Dostoyevski'nin Budala'sının önsözünde, "Tanrı'ya giden yolun başlangıcında tutku vardır", der. Bu sapıkça bir tutkuda olabilir, bir kadına duyulan tutku da. Şekli ne olursa olsun, "aşk" duygusu, "tutku" çok önemli bir başlangıçtır. Tanrı'yı ideal bir yer olarak gören herkes için buraya gidişin başında tutku vardır. Ben Kader'i böyle bir tutkunun ne kadar önemli olduğunu ve ne kadar unutulduğunu göstermek için yaptım. Ayrıca bütün gençliğim kızlara hastalanacak kadar aşık olmakla geçti. Bunu biraz derinleştirdim, kaşıdım, kanattım ve ortaya Kader çıktı.
Sinema da bir tutku mu senin için?
Sinemanın nesine tutulacağım. Aksine ben sinemayı sevmem. Sinemanın benim için tek mucizevi yanı özellikle geceleri, tek başımayken bana yaşattıkları. Gündüz gördüğüm bir fotoğraf kafamı kurcalıyor ve onun hakkında düşünmeye başlıyorum. O bir konu, kahraman yaratmama neden oluyor kafamda. Bir anlık bir gözlem zaman içinde gelişip filme dönüşüyor. Ben bunu insanların önüne koyup, hakikat duygusuna çeviriyorum. İşte bu mucizevi bir şey. Bunun dışında sinema bana angarya, bir sürü insanın oyuncağı, atlama tahtası, kendi efsanesini yaratma çabası olarak geliyor. Kötü yanları daha fazla. Bende genel bir sinema sevgisi yoktur. Sinemanın utandıran yanı daha çok benim için.
Övgüden neden hoşlanmıyorsun?
Çünkü insanı köleleştiriyor. İnsanlar birbirlerini överek köle haline getiriyor. Herkes bir diğerini böyle esir alıyor. Benim de hoşlandığım anlar olabilir ama bunun ne anlama geldiğini bilecek kadar da akıllı biriyim. Zaman içinde övgünün kölesi olmamayı öğrendim.
Eleştirilmekten hoşlanır mısın peki?
Yok, çok eleştirilmeyi de sevmem tabii. Eksikleri başkasından görmek istemiyorum. Kendim daha iyi yapabiliyorum. Modern inançlarım yok öyle. Böyle bir talebim de yok.
Alaylı bir sinemacısın. Alaylı ve okullu olmak arasında ne fark vardır sence?

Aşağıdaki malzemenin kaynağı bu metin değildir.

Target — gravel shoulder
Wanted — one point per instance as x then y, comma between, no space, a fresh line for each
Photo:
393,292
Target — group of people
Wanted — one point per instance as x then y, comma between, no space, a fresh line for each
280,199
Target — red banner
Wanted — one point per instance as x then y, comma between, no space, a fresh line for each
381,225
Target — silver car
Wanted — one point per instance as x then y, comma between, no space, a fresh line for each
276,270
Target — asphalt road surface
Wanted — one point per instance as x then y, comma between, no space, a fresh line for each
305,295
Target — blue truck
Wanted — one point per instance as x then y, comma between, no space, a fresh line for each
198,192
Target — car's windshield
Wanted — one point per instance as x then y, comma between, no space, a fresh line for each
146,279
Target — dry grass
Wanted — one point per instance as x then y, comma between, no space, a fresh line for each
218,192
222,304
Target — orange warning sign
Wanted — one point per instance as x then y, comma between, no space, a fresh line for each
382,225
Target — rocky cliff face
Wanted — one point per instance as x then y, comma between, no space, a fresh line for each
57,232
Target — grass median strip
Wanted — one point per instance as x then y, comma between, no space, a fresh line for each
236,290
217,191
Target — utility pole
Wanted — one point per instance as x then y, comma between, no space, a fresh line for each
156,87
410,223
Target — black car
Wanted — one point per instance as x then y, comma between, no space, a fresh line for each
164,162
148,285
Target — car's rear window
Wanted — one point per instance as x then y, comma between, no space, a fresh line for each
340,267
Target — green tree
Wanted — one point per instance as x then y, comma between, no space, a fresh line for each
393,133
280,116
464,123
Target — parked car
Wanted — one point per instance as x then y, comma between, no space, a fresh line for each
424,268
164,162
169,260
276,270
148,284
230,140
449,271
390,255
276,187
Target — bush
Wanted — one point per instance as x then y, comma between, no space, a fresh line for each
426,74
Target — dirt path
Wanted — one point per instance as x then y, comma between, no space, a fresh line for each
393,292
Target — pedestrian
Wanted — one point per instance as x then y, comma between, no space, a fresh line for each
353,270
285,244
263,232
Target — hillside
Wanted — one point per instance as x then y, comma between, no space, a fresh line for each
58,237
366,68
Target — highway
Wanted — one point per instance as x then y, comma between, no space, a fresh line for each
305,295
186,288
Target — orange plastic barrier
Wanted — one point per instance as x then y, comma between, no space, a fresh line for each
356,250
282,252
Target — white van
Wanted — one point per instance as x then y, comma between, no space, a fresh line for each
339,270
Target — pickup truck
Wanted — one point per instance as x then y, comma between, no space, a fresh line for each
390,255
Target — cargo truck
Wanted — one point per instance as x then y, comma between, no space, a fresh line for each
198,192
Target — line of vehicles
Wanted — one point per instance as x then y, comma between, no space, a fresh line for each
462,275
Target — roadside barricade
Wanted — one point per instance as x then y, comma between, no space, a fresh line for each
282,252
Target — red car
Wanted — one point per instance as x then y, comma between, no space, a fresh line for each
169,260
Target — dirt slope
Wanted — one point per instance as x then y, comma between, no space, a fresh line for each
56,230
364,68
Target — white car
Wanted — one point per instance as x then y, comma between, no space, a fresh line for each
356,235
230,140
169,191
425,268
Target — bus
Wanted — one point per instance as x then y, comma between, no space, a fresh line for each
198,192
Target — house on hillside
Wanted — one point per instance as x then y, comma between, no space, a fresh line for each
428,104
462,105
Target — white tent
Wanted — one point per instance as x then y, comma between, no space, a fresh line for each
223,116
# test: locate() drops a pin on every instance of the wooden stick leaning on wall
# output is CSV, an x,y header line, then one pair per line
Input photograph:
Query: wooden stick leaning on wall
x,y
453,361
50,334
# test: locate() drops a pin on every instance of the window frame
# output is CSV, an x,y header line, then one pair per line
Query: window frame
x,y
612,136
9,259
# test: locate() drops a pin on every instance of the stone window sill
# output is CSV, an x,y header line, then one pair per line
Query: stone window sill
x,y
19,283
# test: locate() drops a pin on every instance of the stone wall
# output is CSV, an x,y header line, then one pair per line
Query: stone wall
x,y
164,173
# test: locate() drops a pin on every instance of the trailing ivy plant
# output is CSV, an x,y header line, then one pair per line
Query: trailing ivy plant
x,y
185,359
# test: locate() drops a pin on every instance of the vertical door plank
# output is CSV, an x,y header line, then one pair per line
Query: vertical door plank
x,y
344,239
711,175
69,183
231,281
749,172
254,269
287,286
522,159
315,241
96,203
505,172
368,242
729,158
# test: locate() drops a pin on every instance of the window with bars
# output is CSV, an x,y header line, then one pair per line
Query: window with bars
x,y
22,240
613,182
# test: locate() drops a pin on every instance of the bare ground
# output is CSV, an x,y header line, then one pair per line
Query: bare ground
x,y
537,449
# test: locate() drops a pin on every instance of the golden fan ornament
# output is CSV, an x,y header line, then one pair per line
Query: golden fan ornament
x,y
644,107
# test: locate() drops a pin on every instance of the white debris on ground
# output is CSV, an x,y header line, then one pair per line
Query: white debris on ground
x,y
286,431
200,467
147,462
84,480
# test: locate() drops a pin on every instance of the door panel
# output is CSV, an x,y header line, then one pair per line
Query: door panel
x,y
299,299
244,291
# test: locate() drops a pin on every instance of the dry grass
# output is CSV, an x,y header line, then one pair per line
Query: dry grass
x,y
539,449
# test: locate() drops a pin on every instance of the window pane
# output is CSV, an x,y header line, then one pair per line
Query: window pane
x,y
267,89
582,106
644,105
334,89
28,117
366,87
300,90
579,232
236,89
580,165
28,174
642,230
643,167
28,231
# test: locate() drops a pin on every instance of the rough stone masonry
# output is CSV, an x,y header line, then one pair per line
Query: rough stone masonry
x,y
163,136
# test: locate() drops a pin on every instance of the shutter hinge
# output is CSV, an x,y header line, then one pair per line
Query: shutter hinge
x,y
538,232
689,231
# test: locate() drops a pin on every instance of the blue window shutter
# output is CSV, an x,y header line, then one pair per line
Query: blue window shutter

Sanat soyut bir olgu. Dinsel bir özü olduğunu düşünüyorum. İman bir eğitim sorunu değildir, daha çok bir ruh meselesidir. Bu tartışmalar insanı bir yere götürmez bence.
Sinemaya nasıl başladın?
Zeki Ökten'le tanışarak oldu her şey. Ve tesadüfler. Sinemaya duyduğum ilginin farkına olayların gidişi sonunda bir iki film yaptıktan sonra vardım. Bir sinefil, sinema hastası olmadım hiçbir zaman. Sinemacıları küçümserdim hep. En çok Masumiyet filminden sonra, yurtdışına gidip insanları tanıdıktan sonra genel bir fikir oluştu kafamda. Edebiyata duyduğum ilgi yüzünden böyle bir potansiyelim vardı. Yalnızlık duygusunun kışkırtmalarıyla içimdeki karanlık yanlarıma yönelince sinemacı oldum. Korkularıma, aşağılık yanlarıma bakabildiğim ölçüde sinemayla bağlarım kuvvetlendi. Üniversitede okuyan bir yığın çocuğun benden daha çok şey bildiğini biliyorum. Ama ben bilgiye inanan biri değilim. Soru, kuşku, merak daha önemli.
Kendini auteur olarak görüyor musun?
Ben kendimi hiçbir şey olarak görmem. Basit bir hayatı olan, iki üç yılda bir film yapan herhangi biriyim.
Sinema dünyasından şikayetlerin var mı?
Kişiliğimin yok sayılmasından, kendime göre kurallarım var diye marjinal olarak algılanmaktan hoşlanmıyorum. Millet gibi 3-4 milyon seyirci değil, 20 milyon seyirci de isteyen biriyim. Ama kendimden ödün vermem. Asgari şekilde gururlu, ahlaklı olmayı bu toplumda öğrendim. Ya beni kazıkladılar ya da her şey değişti. ‘Seyirciye yavşaklık yapmam’ demek, neden beni marjinal hale getiriyor, biri bunu bana anlatsın.
Oyuncularını nasıl seçersin?
Herkes iyi oyuncu olabilir. Nasıl yönettiğine bağlı. Aklı fikri olan, biraz rahatlayabilen, özne olmayı deneyebilen herkesi oyuncu olarak görebilirim. Benim oyuncu kriterimde esas olan yüz ifadesidir. Oyunculuktan önce karaktere oturtabileceğim yüz ararım. Onun dışında da yüz merakı vardır bende zaten.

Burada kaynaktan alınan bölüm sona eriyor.